Раздалось сразу множество недовольных выдохов, но преподаватель их проигнорировал. Девушка вернулась на место, где ее встречало возмущенное лицо Настены. Но она одним фырканьем дала понять, что не хочет ничего обсуждать и тем более выслушивать. Подруга мотнула головой в ответ и поелозила на стуле, чуть-чуть отодвинувшись к внешнему краю, подальше от соседки.
Зайкин вернулся минут через двадцать, уже умытый с мокрыми волосами, фирменной улыбочкой и с двумя стаканчиками кофе. Все встретили его недоумевающими взглядами, даже Губкин смотрел на бодро шагающего парня, как на пришельца. С планеты безумных. Или безмозглых. Карина и сама на него так смотрела. Парень твердой походкой шел меж рядов. Вскоре перед ней на парте появился новый напиток.
– Чистый американо, – пояснил он серьезно, сняв крышку и посмотрев в ее раздутые от растерянности, удивления и стыда глаза, а потом нашел Гурьева и добавил. – Она не любит капучино.
В стаканчике еще бултыхался черный-черный кофе, свежий, горячий. Тонкие струйки пара доходили до ее подбородка и носа, заставляя мысли в голове копошиться шустрее.

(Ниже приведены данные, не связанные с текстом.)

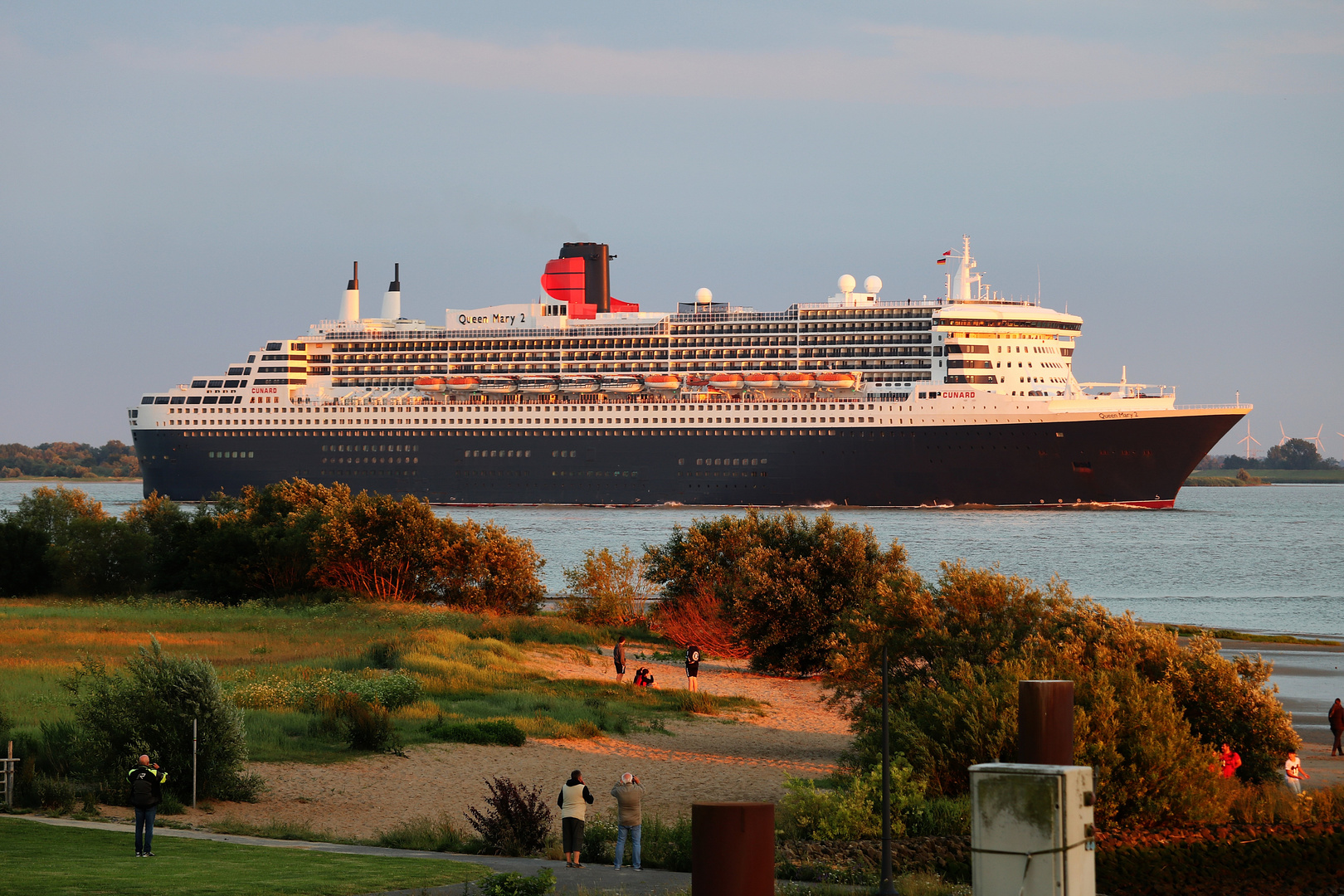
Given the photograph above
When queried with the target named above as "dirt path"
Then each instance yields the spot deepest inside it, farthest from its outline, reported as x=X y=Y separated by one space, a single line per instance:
x=743 y=757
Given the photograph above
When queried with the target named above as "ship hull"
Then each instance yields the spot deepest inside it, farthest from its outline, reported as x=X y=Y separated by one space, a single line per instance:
x=1140 y=461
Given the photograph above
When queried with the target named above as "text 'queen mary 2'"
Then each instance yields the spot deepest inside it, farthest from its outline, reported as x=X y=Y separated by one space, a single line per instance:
x=580 y=398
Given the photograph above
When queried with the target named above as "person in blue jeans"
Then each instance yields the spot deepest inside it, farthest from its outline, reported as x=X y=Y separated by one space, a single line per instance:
x=629 y=818
x=147 y=782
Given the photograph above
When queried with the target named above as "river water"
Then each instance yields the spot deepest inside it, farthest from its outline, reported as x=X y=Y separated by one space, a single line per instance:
x=1255 y=559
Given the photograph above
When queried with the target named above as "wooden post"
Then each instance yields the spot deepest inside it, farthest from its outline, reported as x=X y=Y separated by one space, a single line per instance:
x=1046 y=723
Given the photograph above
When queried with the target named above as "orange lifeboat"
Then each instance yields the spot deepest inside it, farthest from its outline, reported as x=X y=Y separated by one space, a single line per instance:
x=431 y=383
x=838 y=382
x=464 y=383
x=661 y=382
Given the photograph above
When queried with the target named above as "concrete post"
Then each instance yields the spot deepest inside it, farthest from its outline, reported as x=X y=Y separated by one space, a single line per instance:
x=733 y=850
x=1046 y=723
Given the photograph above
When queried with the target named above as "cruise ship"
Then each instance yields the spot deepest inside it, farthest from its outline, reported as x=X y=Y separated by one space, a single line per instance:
x=581 y=398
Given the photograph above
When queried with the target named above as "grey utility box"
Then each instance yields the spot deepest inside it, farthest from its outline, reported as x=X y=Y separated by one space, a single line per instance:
x=1031 y=830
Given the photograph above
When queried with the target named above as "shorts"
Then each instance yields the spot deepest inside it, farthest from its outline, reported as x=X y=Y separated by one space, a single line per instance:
x=572 y=833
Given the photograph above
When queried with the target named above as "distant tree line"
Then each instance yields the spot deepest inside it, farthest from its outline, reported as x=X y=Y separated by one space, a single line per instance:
x=286 y=539
x=1293 y=455
x=69 y=460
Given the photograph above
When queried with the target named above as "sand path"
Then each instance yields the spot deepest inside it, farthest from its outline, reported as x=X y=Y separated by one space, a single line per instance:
x=739 y=757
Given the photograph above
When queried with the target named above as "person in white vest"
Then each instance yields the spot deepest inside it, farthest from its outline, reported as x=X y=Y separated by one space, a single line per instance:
x=572 y=802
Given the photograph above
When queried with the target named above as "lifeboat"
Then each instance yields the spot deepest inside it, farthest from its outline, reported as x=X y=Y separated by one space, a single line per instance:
x=761 y=381
x=499 y=384
x=578 y=383
x=431 y=383
x=838 y=382
x=622 y=383
x=661 y=382
x=538 y=384
x=726 y=382
x=797 y=381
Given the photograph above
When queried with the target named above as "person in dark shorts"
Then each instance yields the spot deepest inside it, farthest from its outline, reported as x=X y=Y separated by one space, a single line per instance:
x=147 y=782
x=619 y=659
x=572 y=802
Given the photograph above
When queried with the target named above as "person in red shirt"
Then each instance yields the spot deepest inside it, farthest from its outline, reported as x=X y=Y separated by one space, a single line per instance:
x=1231 y=762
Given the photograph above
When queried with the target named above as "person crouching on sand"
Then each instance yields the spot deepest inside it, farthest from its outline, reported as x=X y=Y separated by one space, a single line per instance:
x=572 y=802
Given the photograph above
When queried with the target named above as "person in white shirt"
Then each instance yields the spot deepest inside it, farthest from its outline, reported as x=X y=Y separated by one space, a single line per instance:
x=1293 y=772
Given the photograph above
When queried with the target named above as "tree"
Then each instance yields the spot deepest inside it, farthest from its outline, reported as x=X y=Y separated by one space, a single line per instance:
x=1296 y=455
x=149 y=709
x=782 y=582
x=606 y=589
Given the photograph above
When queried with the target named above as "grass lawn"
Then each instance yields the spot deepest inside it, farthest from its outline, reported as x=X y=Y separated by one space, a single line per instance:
x=56 y=861
x=470 y=666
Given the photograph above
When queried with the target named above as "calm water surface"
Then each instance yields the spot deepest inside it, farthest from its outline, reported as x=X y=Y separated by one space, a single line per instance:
x=1261 y=559
x=1264 y=559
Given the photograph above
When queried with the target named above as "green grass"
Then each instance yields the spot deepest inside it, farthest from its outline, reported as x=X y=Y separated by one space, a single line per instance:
x=1227 y=635
x=1285 y=477
x=38 y=859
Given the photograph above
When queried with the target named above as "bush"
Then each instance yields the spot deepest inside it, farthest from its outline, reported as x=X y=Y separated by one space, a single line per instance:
x=149 y=709
x=502 y=733
x=425 y=835
x=1142 y=704
x=23 y=561
x=514 y=884
x=782 y=582
x=516 y=820
x=852 y=811
x=606 y=590
x=362 y=726
x=938 y=817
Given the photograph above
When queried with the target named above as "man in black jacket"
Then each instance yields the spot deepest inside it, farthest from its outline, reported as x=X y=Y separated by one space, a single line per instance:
x=147 y=783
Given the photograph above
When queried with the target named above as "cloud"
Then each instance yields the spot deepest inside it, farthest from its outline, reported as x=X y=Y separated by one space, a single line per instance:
x=919 y=65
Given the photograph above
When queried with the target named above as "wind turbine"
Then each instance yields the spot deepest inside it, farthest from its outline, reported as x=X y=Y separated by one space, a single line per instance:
x=1250 y=440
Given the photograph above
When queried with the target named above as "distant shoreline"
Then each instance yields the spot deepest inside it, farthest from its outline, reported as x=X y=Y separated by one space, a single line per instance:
x=71 y=479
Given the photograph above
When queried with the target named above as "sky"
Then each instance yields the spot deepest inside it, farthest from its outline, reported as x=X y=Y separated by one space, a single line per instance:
x=182 y=183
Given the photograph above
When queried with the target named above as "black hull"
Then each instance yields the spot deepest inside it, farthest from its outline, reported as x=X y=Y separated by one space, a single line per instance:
x=1138 y=462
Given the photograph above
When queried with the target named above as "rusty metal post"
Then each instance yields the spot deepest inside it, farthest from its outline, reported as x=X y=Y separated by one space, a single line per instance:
x=1046 y=723
x=733 y=850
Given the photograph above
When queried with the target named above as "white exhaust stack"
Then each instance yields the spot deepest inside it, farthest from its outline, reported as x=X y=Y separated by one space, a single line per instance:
x=350 y=305
x=392 y=297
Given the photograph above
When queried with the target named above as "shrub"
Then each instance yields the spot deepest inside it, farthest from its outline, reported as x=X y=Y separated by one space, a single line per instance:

Все завертелось на космических скоростях. Девушка приподняла одну бровь и прикусила нижнюю губу.
– Извините, Юрий Петрович, – Зайкин уже подошел к кафедре и поставил второй стаканчик перед Губкиным.
Тот перевел изумленный взгляд с кофе на студента и обратно несколько раз, потом хлопнул глазами и кивнул.
– Ну, спасибо. Кхм-кхм. Садись.
Улыбчивый парень вернулся на место. Игнатьева таращилась на него, как никто другой. Она чуть ли не лопалась от возмущения. Глаза навыкате хорошо это демонстрировали. Но лекция прошла спокойно. Преподаватель вскоре увлек студентов интересным повествованием. И все как будто забыли о происшествии.
Однако, как только пара закончилась, и Губкин хлопнул дверью, студенты вскочили с мест в сторону Карины. Она всем телом почувствовала вибрацию от волны их негодования. Шквал осуждения накинулся следом.
– Ах ты сука, Ермакова! – кричала Игнатьева, двигаясь на нее как бульдозер.
– Рита, стой! – Зайкин схватил ее сзади, крепко обняв обеими руками.
Девушка вырывалась с силой. Остальные возмущенно восклицали, сгущая круг недовольных.
– Я этот стаканчик в ее бездонную дыру сейчас засуну! Да как она посмела, тварь бессердечная?!